Table 4 Site of cancer recurrence

Discussion

The present study is a prospective randomized controlled phase III clinical trial of adjuvant chemotherapy with cisplatin followed by UFT conducted by the GCSSG subgroup of JCOG to clarify the efficacy of adjuvant chemotherapy after curative resection with extended (D2 or greater) lymphadenectomy for macroscopically serosa-positive gastric cancer. There was no benefit in overall and relapse-free survival with this regimen, and there was no difference between the arms in the site of recurrence. The frequency of postoperative morbidity was similar in the two groups, suggesting that administration of intraperitoneal cisplatin does not affect postoperative morbidity [16].

The recent AMC 0101 trial demonstrated that adjuvant chemotherapy with intraperitoneal cisplatin and early mitomycin-C plus long-term doxifluridine plus cisplatin (iceMFP) improved survival of patients with grossly serosa-positive advanced gastric cancer when compared with mitomycin-C plus short-term doxifluridine (Mf) [17]. Another Korean randomized trial, AMC 0201, showed there was no benefit in survival with adjuvant mitomycin-C plus long-term doxifluridine plus cisplatin when compared with Mf [18]. Taken together, these two studies suggest that improved OS might have been due to intraperitoneal cisplatin and/or mitomycin-C when given early. However, the AMC 0101 trial could not definitively demonstrate whether intraperitoneal chemotherapy itself contributed to improved survival. The adjuvant chemotherapy in the present study might be insufficient because it consisted of just one single course of intravenous cisplatin/5-FU. However, in the AMC 0201 trial, repeated administration of doxifluridine plus cisplatin did not show any benefit over short-term mitomycin-C plus doxifluridine.

Only 39% in the adjuvant chemotherapy arm actually completed the chemotherapy regimen in the present study, although UFT toxicity was generally mild.
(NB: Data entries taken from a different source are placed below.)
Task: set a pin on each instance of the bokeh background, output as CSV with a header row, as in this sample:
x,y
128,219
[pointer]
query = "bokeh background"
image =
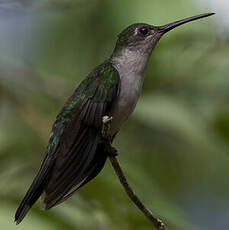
x,y
174,149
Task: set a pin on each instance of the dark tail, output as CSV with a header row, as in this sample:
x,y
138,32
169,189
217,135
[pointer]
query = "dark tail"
x,y
34,191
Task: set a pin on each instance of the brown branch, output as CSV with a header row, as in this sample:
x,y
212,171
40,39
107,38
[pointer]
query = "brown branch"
x,y
112,153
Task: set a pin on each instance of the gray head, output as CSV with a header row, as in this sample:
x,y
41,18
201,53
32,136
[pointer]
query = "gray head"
x,y
138,40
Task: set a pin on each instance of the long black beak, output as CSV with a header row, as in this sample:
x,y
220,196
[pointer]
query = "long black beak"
x,y
164,29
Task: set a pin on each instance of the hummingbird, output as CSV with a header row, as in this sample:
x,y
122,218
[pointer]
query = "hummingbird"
x,y
75,153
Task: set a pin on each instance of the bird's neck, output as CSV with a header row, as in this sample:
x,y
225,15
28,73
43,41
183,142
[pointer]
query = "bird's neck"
x,y
130,61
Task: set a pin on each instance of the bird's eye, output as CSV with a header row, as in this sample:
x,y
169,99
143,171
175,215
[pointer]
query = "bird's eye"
x,y
144,30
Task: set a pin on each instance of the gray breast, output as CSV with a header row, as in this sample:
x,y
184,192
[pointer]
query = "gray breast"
x,y
124,104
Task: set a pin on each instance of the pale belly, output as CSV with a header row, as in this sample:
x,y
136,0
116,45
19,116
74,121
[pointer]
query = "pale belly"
x,y
124,104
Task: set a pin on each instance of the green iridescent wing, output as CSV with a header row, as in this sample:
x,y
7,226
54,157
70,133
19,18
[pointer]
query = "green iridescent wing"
x,y
75,151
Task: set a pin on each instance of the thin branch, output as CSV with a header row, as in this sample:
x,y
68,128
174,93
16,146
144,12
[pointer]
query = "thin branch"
x,y
112,153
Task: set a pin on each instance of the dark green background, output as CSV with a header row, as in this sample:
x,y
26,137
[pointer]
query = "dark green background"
x,y
174,149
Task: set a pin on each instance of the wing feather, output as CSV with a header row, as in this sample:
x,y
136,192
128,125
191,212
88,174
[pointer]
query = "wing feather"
x,y
74,154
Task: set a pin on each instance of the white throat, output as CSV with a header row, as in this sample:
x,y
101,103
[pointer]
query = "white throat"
x,y
130,65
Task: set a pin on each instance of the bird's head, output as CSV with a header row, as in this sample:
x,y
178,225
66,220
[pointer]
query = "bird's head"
x,y
138,40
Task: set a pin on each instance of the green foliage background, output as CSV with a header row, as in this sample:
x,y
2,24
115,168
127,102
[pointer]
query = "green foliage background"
x,y
174,149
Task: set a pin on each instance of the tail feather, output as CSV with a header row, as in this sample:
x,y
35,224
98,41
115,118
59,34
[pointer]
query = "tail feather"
x,y
34,191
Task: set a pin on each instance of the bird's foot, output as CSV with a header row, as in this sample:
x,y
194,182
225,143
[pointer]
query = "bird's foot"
x,y
106,133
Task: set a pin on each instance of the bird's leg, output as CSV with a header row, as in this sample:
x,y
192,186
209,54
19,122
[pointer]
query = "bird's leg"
x,y
106,133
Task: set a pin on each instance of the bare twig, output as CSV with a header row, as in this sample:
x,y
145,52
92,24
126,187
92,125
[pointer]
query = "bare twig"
x,y
112,153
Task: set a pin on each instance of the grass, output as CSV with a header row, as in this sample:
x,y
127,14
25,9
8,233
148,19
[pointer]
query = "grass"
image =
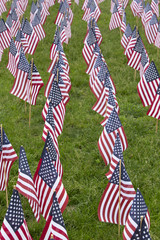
x,y
84,170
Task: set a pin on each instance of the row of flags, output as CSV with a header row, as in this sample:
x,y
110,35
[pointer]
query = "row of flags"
x,y
45,191
136,53
120,203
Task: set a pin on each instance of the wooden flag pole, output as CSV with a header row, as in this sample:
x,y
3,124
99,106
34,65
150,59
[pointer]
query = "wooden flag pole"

Patients tend to suffer from gastrointestinal disturbances after gastrectomy even without postoperative chemotherapy. Compliance of highly toxic regimens significantly decreases if given in early postoperative period, as observed in the MAGIC trial, which demonstrated the superiority in overall survival of pre- and postoperative chemotherapy compared with surgery-alone [19]. The MAGIC trial reported that 57% of patients in the chemotherapy group were able to receive postoperative chemotherapy and that only 43% of patients in the chemotherapy group actually completed the full 6 cycles, although 88% of patients completed the 3 cycles of neoadjuvant chemotherapy. Thus, special consideration should be given to compliance when choosing a regimen for postoperative adjuvant chemotherapy. Powerful regimens should be planned for neoadjuvant settings in more advanced disease and less toxic drugs for postoperative use for earlier stage disease, such as stage II [12, 20, 21].
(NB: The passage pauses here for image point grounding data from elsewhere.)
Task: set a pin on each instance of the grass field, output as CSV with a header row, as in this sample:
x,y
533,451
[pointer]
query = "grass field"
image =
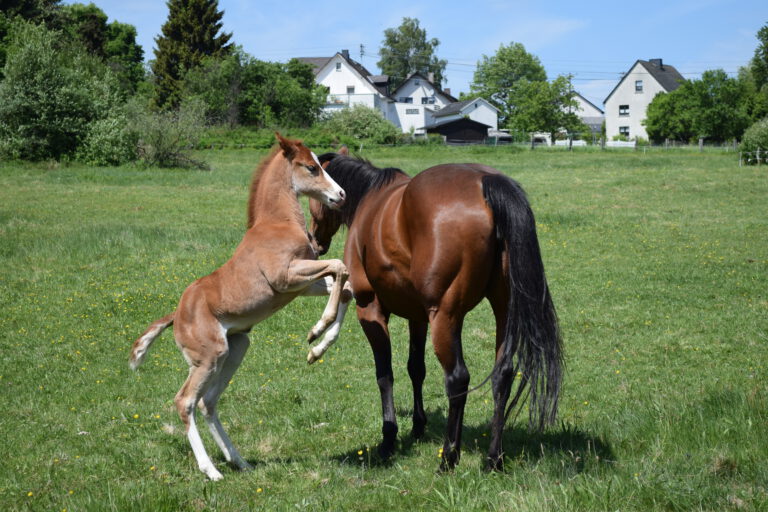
x,y
658,265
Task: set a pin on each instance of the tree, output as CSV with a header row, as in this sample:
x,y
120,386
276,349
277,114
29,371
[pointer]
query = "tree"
x,y
52,91
189,35
114,43
406,50
496,76
541,106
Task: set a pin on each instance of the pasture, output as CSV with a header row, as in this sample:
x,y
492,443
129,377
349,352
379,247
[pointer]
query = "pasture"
x,y
658,266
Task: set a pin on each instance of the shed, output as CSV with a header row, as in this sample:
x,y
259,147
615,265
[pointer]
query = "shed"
x,y
460,130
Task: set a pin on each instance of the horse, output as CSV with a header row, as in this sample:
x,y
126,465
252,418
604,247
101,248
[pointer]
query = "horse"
x,y
429,249
274,263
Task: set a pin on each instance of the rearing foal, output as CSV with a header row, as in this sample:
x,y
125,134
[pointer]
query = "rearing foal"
x,y
274,263
429,249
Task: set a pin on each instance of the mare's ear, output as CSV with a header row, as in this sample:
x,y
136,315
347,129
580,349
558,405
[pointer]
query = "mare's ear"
x,y
288,146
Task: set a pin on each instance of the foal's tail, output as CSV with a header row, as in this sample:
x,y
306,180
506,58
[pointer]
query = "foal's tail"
x,y
142,344
532,348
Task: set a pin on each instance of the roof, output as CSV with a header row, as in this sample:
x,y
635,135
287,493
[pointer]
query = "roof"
x,y
585,100
450,98
667,76
380,82
457,107
445,122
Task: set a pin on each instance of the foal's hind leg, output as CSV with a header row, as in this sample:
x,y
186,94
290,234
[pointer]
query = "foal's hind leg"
x,y
238,346
200,377
417,372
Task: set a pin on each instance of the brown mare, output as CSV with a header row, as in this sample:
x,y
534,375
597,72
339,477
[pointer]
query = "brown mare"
x,y
429,249
274,263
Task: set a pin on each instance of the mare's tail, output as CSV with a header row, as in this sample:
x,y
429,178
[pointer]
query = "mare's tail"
x,y
142,344
532,346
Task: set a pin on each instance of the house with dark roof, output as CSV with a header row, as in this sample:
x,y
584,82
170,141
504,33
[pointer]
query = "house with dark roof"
x,y
414,106
626,105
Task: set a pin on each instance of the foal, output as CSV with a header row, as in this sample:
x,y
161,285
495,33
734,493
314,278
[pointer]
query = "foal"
x,y
274,263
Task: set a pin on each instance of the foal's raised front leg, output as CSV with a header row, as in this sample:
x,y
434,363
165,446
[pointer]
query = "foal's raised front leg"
x,y
301,274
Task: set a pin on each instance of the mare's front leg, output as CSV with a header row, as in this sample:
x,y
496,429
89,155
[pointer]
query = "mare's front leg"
x,y
324,287
302,274
374,321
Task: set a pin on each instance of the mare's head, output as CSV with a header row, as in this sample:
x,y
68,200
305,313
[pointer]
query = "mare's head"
x,y
325,222
308,176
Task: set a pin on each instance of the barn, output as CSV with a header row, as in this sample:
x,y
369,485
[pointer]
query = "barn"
x,y
460,131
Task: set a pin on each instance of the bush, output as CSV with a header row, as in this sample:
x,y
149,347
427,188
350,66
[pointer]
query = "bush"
x,y
363,123
756,137
165,139
50,94
109,141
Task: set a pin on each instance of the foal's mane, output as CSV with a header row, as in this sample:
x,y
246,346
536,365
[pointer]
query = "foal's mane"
x,y
357,176
257,174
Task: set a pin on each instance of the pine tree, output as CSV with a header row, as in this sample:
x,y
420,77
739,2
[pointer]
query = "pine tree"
x,y
189,35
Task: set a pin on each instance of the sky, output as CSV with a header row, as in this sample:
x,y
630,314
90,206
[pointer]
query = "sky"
x,y
595,41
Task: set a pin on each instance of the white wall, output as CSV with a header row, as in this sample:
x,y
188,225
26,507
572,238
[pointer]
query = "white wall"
x,y
638,103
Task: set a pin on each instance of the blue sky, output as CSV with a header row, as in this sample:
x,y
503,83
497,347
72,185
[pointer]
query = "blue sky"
x,y
595,41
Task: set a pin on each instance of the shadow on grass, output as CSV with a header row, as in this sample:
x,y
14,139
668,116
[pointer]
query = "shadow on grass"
x,y
571,446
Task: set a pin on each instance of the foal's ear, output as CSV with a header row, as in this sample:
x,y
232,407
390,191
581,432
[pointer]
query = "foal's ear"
x,y
288,146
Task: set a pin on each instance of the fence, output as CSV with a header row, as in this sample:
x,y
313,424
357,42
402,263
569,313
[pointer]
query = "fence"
x,y
753,157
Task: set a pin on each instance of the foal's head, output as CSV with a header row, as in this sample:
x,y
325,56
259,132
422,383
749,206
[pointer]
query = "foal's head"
x,y
308,176
324,222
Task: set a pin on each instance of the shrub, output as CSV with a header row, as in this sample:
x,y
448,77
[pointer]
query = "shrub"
x,y
756,137
50,94
165,139
363,123
109,141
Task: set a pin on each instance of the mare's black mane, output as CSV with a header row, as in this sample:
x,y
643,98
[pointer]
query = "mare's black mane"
x,y
357,177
In conclusion, there was no benefit in overall and relapse-free survival with adjuvant cisplatin followed by UFT for patients with macroscopically serosa-positive gastric cancer after curative resection. When recurrence occurs, there was no difference in the site between the two treatment groups. Therefore, we do not recommend adjuvant chemotherapy with this regimen for this patient population in clinical practice.